Mr. Juster, The Phantom Tollbooth is brilliant and nonsensical, playful and logical. Your frolicsome treatment of conventional idioms leaves me feeling like I am having tea with the Mad Hatter. This “linguistic mayhem,” as you once called it, is utterly delightful to clever children and astute adults alike. What fun!

And you, Mr. Juster, must be an extremely comprehending sort of person to understand that a big pencil is really a magic staff because “once you learn to use it, there’s no end to what you can do.”

Your fable brims with delightful morsels of wisdom and sagacious lessons to be thought about over the journey of a lifetime. I feel a little younger and a little smarter, too, for having read your book.

Happy 50th anniversary, Milo, Humbug and Tock! Sorry I’m so late in coming to the party.

Your newest fan,

M. D. Clark


P. S.  Mr. Juster, your new picture book for kids ages 4-8, Neville (Schwartz & Wade, 2011) is marvelous, too. The mixed media illustrations by G. Brian Karas perfectly capture the changing emotional tone of your story.

It opens on a lonely boy in a colorless neighborhood. His back is to the reader and he gazes into nothingness as a moving van leaves the scene. Lonely and sad, the boy walks a little way then takes a deep breath and shouts the name “Neville” into the air. Shortly another boy joins him and advises him to shout louder because “he probably can’t hear you.” They shout together. More children join them and take up the call.

With each child comes a little more color and life doesn’t look so bad anymore for this young man. The charming ending came as a complete surprise to my youngest son. Now he’s a Juster fan, too.


CLASSIC CHOICE

Juster’s Phantom Tollbooth reminded me of several classics that you might enjoy, some of which were mentioned above. Another timeless book for the whole family is The Little Prince (Harcourt, 1943), by Antoine De Saint-Exupery.

Saint-Exupery’s classic story is another book that grows with the reader. A child hearing the story will have a very different impression than a teen reader, and an adult’s understanding will be different still.

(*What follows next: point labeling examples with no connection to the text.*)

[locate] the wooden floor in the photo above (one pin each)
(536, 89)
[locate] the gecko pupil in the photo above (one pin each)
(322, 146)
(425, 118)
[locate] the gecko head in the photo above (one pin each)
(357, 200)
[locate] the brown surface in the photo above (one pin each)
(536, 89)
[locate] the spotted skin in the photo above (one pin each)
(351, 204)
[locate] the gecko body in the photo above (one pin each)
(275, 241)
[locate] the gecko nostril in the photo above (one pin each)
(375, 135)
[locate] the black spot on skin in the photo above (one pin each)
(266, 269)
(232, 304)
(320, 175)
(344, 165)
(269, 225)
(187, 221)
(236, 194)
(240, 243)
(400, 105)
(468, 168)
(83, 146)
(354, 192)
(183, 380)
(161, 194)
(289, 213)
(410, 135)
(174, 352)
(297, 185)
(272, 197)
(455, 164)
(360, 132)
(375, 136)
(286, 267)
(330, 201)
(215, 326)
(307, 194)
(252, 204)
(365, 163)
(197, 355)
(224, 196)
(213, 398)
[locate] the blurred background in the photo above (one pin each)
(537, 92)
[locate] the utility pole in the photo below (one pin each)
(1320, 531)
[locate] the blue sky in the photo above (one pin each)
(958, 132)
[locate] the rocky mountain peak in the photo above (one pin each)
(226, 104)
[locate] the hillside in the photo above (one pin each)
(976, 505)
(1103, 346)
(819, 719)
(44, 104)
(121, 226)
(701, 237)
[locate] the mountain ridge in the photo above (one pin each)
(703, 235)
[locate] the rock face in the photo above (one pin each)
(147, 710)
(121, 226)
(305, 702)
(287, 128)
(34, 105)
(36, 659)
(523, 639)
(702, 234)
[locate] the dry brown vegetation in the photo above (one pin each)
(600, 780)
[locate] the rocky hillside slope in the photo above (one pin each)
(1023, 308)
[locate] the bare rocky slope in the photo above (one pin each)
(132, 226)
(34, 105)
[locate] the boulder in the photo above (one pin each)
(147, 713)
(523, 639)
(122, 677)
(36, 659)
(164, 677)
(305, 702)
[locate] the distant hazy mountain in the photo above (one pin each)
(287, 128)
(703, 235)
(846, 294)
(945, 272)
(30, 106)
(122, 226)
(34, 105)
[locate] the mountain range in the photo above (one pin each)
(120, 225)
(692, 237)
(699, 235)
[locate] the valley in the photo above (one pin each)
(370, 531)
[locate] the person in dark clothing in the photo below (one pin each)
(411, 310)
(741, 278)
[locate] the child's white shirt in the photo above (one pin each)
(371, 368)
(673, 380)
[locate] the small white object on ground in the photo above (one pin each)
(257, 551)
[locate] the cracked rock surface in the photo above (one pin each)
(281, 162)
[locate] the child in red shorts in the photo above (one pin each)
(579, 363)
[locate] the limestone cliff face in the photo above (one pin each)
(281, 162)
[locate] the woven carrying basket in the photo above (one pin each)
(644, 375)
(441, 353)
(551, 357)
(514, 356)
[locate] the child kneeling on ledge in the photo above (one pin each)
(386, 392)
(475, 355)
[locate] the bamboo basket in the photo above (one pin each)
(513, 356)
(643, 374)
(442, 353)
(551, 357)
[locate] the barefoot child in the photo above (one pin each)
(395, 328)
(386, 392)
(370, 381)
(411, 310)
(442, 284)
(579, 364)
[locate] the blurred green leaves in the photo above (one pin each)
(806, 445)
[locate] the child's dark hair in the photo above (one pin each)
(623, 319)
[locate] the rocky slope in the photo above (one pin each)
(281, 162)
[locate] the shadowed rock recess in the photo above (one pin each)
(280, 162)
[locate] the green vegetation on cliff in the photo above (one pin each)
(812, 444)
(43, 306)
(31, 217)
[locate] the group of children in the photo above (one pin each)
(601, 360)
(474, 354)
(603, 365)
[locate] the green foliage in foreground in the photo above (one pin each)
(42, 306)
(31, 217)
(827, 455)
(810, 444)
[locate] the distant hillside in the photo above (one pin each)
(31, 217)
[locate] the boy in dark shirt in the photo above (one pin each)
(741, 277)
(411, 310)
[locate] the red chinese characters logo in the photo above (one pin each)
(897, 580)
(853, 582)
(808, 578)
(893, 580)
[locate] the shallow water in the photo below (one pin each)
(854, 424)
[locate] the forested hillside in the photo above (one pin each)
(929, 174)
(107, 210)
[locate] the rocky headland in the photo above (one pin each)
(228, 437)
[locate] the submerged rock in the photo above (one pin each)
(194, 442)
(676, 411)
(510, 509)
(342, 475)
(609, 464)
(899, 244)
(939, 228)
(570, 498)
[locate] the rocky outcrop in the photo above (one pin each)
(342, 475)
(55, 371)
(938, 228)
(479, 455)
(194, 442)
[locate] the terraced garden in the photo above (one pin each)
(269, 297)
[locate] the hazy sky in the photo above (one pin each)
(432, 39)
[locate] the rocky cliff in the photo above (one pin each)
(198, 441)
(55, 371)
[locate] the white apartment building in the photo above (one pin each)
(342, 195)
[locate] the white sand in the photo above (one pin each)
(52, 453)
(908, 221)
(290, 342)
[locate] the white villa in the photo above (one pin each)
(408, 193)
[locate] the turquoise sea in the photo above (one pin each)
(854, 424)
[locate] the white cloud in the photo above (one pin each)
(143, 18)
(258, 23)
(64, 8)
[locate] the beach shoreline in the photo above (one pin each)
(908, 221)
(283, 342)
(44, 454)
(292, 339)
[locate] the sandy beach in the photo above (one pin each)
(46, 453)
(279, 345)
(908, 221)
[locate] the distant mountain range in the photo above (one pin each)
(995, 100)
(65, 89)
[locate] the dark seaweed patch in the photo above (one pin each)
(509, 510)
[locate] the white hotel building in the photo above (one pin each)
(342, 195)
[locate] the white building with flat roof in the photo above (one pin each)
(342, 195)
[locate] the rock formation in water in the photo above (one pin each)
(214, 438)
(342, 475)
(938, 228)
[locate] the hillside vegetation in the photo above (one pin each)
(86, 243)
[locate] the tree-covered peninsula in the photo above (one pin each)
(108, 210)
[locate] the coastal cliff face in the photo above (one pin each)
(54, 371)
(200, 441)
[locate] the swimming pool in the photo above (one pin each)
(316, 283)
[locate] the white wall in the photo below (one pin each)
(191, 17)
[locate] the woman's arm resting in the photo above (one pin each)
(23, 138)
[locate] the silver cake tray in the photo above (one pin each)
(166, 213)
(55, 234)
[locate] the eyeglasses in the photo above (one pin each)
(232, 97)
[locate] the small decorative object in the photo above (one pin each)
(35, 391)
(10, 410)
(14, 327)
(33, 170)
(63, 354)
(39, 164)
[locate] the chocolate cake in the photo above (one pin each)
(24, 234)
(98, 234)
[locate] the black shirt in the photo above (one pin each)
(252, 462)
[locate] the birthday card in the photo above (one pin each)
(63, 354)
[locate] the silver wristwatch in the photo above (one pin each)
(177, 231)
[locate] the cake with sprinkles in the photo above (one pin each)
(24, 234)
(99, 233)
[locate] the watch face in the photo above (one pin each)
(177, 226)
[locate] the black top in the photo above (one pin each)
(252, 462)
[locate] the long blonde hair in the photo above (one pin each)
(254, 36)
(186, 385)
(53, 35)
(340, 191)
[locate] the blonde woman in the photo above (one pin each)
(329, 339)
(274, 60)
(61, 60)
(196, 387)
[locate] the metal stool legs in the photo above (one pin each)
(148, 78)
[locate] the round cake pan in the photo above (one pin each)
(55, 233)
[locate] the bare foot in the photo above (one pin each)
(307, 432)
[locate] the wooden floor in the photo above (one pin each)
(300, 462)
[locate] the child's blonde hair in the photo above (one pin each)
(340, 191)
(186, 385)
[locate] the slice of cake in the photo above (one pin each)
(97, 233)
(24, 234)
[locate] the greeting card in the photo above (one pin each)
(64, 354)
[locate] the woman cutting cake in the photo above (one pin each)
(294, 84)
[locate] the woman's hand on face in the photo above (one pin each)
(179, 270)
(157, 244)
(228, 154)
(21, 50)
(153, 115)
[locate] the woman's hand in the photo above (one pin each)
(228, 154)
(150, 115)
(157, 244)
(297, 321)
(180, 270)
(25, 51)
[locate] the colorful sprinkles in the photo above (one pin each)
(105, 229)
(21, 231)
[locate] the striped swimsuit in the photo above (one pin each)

A narrator recalls the events of six years before when he, a pilot, was stranded in the desert. He wakes to find a surprising little boy standing before him, asking for a drawing of a sheep. This little prince from asteroid B-612 finds the ways of grown-ups to be very strange, for grown-ups, it seems, tend to be rather selfish, narrow-minded and lacking in imagination.

The bittersweet parable was written in French. Katherine Woods’ translation has been the standard in English until recently, and it may be difficult to get a copy, but it is worth the try. Richard Howard’s omnipresent new translation from 2000 is adequate, but lacking the lyrical tenderness of Woods’ work.